Data Suitability
Although the structure of the data appears normal (observations are stored in one record each; replications have separate records; each variable has its own field, which is always in the same column, etc.), not all the variables from the file “Data 02 (1).sav” are suitable for analysis. The data in several variables missing or appears corrupted. For example, the values 7777 and 9999 in the variable HEIGHT3 cannot be explained without further clarification. The variable ORACE2 only has 58 valid values; the rest, 7631 values, are missing. The data in the variable IDATE is corrupt because the last number of the year is missing, although this can be mitigated because there is the IYEAR variable. The variable HEIGHT3 is very difficult to use, and should be treated as categorical; it should be recorded into a continuous variable (this is done below).
The variable CHILDREN, which is supposed to reflect the number of children in a household, often has the value of 88 (5728 out of 7689 values). For certain variables, it might be possible to address the problem; for instance, the value “88” in CHILDREN might mean that the household has no children; the missing values in the variable PREGNANT may denote the value “not pregnant,” although it is impossible to differentiate these from simply missing data.
On the whole, some of the data is usable, at least for certain purposes; some is corrupt, but can be mitigated; some is corrupt, and cannot be mitigated without additional information.
Converting and Combining Variables
Converting
Table 1 below is a frequencies table for height in feet and inches (file “Data 02 (1).sav”), whereas Table 2 displays frequencies for a new variable cat_height, obtained via Transform → Recode into different variables (Field, 2013), which reflects the categories into which the participants were sorted according to their height: 1 is ≤4 feet 11 inches; 2 is 5 feet – 5 feet 11 inches; 3 is 6 feet – 7 feet 8 inches; 0 is ≥ 7 feet 9 inches. The last category (0) contains original values 7777 and 9999 which make no sense and should be excluded from the analysis (e.g., via Filter Data procedure).
Table 1. Height in feet and inches – frequencies (file “Data 02 (1).sav”).
Table 2. Height categories – frequencies (file “Data 02 (1).sav”).
Combining
Tables 3 and 4 below provide the frequencies for the numbers of men and women in households, respectively (file “Data 02 (1).sav”).
Table 3. Frequencies for men (file “Data 02 (1).sav”).
Table 4. Frequencies for women (file “Data 02 (1).sav”).
Table 5 provides frequencies for the total number of men and women in a household; this new variable, males_plus_females, was gained via the Transform → Compute variable (Warner, 2013).
Table 5. Frequencies for men and women (file “Data 02 (1).sav”).

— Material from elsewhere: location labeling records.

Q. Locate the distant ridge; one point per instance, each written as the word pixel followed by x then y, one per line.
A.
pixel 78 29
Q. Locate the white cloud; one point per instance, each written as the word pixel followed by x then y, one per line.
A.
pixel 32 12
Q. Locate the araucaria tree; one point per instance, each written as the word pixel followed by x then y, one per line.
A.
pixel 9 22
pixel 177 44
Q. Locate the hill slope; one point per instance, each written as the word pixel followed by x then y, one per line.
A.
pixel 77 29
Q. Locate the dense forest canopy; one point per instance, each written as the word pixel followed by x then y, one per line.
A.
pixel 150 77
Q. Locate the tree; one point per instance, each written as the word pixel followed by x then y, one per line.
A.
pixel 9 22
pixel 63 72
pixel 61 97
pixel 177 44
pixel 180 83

Further Data Manipulations
Merging
To combine the files “Data 02 (1).sav” and “Data 03 (1).sav,” which contain the same variables, a variable id_merge was created to enumerate the cases and keep track of them. Cases were enumerated 1 through 7689, and 7690 through 12466 for the named files, respectively.
For the file “Data 02 (1).sav,” the descriptives for the variable WEIGHT2 are shown in Table 6 below. The descriptives for the same variable from the file “Data 03 (1).sav” are shown in Table 7. The descriptives for the same variable from the merged file “02_03_merged.sav” are shown in Table 8.
Table 6. Descriptives for WEIGHT2 in “Data 02 (1).sav.”
Table 7. Descriptives for WEIGHT2 in “Data 03 (1).sav.”
Table 8. Descriptives for WEIGHT2 in “02_03_merged.sav.”
Merging these two files allows for combining the data from these files with respect to the sample. In other words, because both files have the same variables, merging the files simply permits to add cases from the second data set to the first data set.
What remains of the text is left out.